Fiquei muito tempo ali, fumando, pensando. Senti tudo. Senti raiva, quis jogar tudo naquela sala pro alto. Senti tristeza, por tudo ter terminado naquele jeito. Senti felicidade, pela Maria Ísis... Fui do céu ao inferno um milhão de vezes. 

No final, mandei chamar o Piloto. Em menos de 10 minutos, ele bateu na porta e eu abri pra ele. 

— Senta ai, irmão. Pega um copo pra tu. — Falei, jogando os cadernos de contabilidade pra baixo da mesa e o quadro no lugar. 

Ele se serviu e ficou esperando eu falar algo. 

— Posso te ajudar como, meu patrão? — Perguntou um tempo depois. 

— Preciso de um favor teu. Não questiona, só faz o que eu tô mandando e fica quieto na tua. O que eu vou te pedir, é um negócio meu. Se tu fizer direito, tu vai ter minha gratidão e eu vou te dar um agrado legal. Se alguém ficar sabendo, eu vou saber quem eu vou culpar. Tu tem culhão pra segurar uma missão dessa? 

— Pode mandar, patrão. Tu sabe que tu pode contar comigo pra fazer as coisas no xiu, po. — Falou. Eu não sabia não, mas se ele pensava assim, melhor pra mim. 

— Tu sabe a mulher que eu pedi pra tu ficar de olho, a Marina? — Perguntei. Ele acenou com a cabeça. — Então, o esquema é o mesmo, mas agora eu quero que tu ajude ela. O que ela pedir pra tu fazer, tu vai atrás e faz. Depois tu me conta, pra eu saber o que esperar. 

— Tudo certo, chefe. — Ele falou de cara, mas eu vi na expressão dele que tinha achado a situação esquisita. Não falou nada porque não tinha cu pra isso. 

— Até se ela quiser sair da favela, é com ela, tu vai atrás. Ela deve ir ver uma gente lá fora, eu não sei irmão, mas faz o que tiver que fazer. O único limite que tu tem é só a vida dela. Não deixa aquela filha da puta se matar, o resto é com ela e tu vai atrás. 

— Po, Barbás, mas e se ela quiser fugir. Pegar um carro, dá um perdido, vazar, sumir... 

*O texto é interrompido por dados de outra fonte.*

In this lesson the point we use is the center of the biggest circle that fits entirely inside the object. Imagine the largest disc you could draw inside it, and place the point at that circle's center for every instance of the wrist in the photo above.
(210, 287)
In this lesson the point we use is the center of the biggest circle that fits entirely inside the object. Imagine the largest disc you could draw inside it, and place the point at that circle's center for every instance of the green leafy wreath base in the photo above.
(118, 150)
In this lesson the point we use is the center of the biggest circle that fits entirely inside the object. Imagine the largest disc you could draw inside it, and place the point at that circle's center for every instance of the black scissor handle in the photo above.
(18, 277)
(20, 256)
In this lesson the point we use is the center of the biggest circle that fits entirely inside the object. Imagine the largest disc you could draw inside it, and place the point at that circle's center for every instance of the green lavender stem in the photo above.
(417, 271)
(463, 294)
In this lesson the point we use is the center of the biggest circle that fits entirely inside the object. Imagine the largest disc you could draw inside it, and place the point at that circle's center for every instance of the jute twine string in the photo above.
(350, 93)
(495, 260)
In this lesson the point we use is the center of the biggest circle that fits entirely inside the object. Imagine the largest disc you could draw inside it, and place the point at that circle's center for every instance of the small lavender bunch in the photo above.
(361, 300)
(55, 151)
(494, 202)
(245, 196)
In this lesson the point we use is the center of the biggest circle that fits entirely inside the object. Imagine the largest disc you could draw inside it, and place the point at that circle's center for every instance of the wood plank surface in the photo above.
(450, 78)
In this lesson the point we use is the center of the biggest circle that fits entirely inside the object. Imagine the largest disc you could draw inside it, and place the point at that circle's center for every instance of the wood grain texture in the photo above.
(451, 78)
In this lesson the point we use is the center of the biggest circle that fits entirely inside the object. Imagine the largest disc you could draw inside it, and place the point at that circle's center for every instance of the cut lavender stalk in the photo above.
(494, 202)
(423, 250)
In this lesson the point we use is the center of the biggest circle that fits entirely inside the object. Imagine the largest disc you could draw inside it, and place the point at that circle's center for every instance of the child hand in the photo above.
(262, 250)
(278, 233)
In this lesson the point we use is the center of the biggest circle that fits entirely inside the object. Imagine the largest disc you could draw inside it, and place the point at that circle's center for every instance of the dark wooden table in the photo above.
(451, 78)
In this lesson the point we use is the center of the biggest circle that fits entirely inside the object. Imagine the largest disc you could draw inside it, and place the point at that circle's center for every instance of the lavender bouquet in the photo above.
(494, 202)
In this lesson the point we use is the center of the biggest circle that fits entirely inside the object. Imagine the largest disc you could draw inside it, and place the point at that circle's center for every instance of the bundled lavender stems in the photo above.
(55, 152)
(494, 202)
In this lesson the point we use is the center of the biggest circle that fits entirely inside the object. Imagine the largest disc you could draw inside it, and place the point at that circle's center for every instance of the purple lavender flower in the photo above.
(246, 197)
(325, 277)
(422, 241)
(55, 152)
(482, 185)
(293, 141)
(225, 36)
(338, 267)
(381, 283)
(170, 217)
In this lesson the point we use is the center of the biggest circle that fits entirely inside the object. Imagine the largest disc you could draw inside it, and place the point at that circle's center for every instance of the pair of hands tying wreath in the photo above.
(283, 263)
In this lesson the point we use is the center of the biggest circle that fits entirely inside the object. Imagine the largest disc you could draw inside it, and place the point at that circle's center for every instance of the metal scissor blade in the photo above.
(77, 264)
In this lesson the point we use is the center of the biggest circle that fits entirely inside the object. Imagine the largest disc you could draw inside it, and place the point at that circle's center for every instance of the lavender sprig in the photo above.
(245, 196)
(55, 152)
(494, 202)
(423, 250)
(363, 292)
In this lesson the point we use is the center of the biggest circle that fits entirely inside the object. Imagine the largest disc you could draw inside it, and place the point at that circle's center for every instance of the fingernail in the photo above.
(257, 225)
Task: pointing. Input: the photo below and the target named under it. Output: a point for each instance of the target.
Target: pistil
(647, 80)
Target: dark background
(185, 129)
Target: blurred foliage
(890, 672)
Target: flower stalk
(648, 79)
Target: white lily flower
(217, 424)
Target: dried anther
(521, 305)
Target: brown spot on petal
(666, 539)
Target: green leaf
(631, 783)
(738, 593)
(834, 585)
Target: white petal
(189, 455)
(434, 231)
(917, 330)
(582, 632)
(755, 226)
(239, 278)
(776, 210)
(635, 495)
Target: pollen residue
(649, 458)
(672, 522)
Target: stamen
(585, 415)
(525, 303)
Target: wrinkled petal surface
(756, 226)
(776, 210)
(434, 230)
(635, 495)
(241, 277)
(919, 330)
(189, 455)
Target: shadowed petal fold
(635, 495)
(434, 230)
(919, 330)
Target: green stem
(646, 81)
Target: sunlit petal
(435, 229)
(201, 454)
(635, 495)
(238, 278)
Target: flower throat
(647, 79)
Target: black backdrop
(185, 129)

— Tu não vai deixar isso acontecer, porque isso é tua responsabilidade e tu vai fazer seu trabalho direito. — Comecei já dizendo o nível que eu queria dele. — E ela não vai fugir. A filha dela tá comigo, se ela for embora, ela pode ir, mas vai sozinha e aí ela nunca mais vai ver a menina na vida dela. 

— Po, se o senhor acha... 

— Eu tenho certeza do que eu tô falando. Ela não vai fugir. Agora vai lá. — Levantei pra apertar a mão dele. — Amanhã cedo tu procura ela e diz que eu te mandei pra levar ela pra resolver os BOs dela. Tranquilo? 

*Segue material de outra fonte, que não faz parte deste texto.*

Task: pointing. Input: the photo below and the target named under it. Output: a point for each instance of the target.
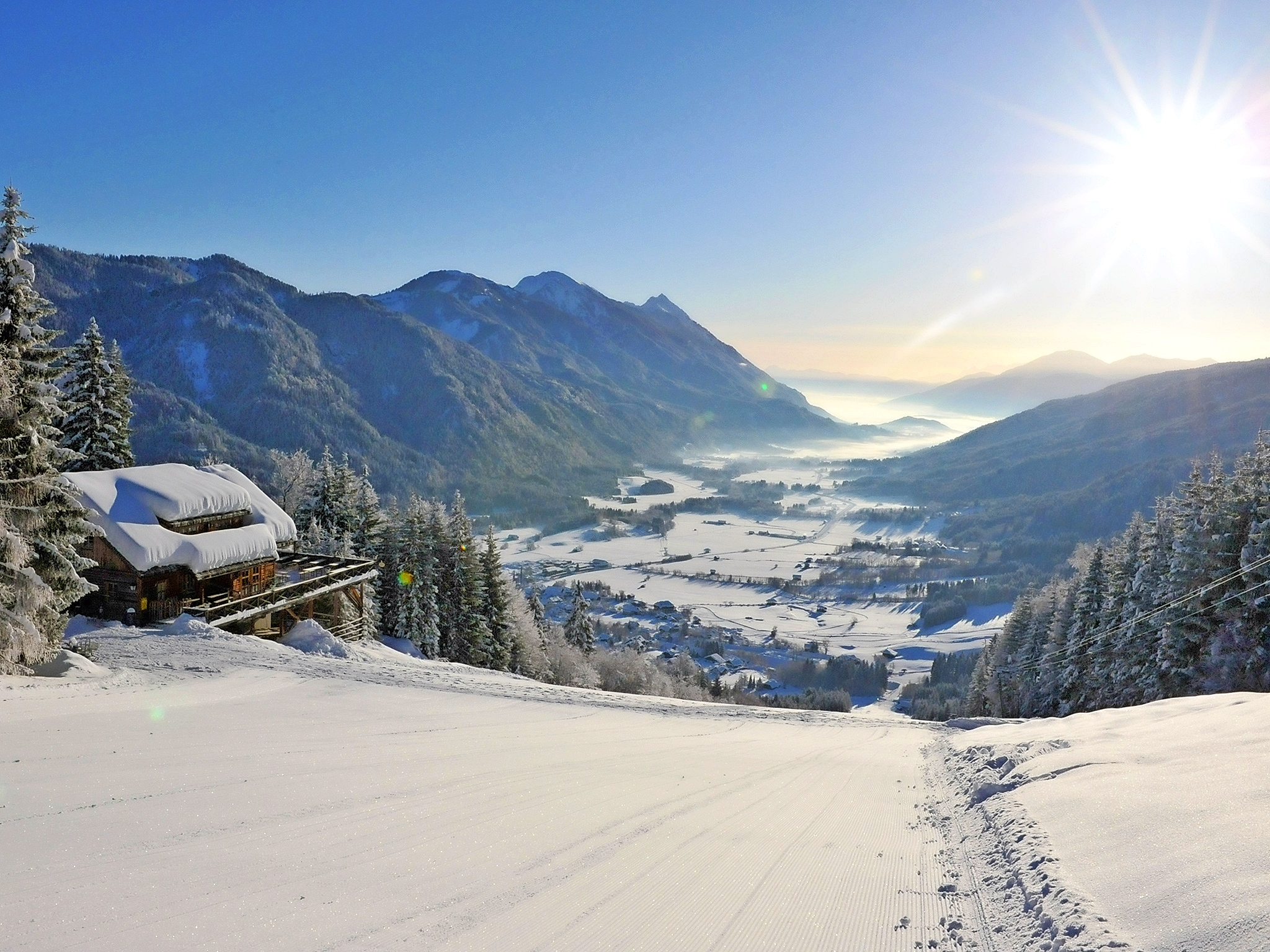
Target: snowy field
(683, 487)
(748, 552)
(211, 791)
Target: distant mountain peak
(564, 293)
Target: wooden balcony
(300, 578)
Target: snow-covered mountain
(1060, 375)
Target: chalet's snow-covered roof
(128, 503)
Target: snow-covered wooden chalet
(208, 542)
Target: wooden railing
(301, 576)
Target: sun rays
(1166, 183)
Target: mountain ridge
(450, 381)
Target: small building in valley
(208, 542)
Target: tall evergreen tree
(332, 498)
(121, 404)
(43, 516)
(1196, 562)
(578, 630)
(365, 513)
(494, 604)
(417, 604)
(95, 427)
(294, 475)
(464, 635)
(1075, 683)
(538, 614)
(388, 583)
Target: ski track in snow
(214, 791)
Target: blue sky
(814, 186)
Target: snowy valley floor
(220, 792)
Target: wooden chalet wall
(159, 593)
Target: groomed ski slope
(211, 791)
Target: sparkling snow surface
(1157, 811)
(224, 792)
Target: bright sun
(1174, 180)
(1169, 180)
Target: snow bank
(404, 645)
(310, 638)
(190, 625)
(128, 503)
(1155, 813)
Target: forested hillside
(520, 397)
(1175, 604)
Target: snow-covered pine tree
(417, 606)
(463, 630)
(293, 479)
(1241, 646)
(23, 594)
(1188, 627)
(331, 498)
(578, 630)
(121, 404)
(41, 508)
(94, 428)
(1075, 691)
(494, 606)
(1005, 651)
(1135, 674)
(1123, 560)
(540, 617)
(1026, 682)
(1052, 662)
(977, 703)
(388, 584)
(366, 516)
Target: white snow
(69, 664)
(265, 511)
(215, 791)
(128, 503)
(1156, 811)
(310, 638)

— Tranquilo, deixa comigo. 

Abri a porta e deixei ele sair. Voltei pro meu canto, sozinho, pros meus pensamentos. Eu tinha que começar a pensar no que eu ia fazer caso alguém quisesse se levantar contra mim. A hora de bolar um plano pra suprimir qualquer racha na favela era agora. Eu tava deixando minhas costas de fora e sempre ia ter um que só precisava de uma oportunidade pra tentar meter a faca.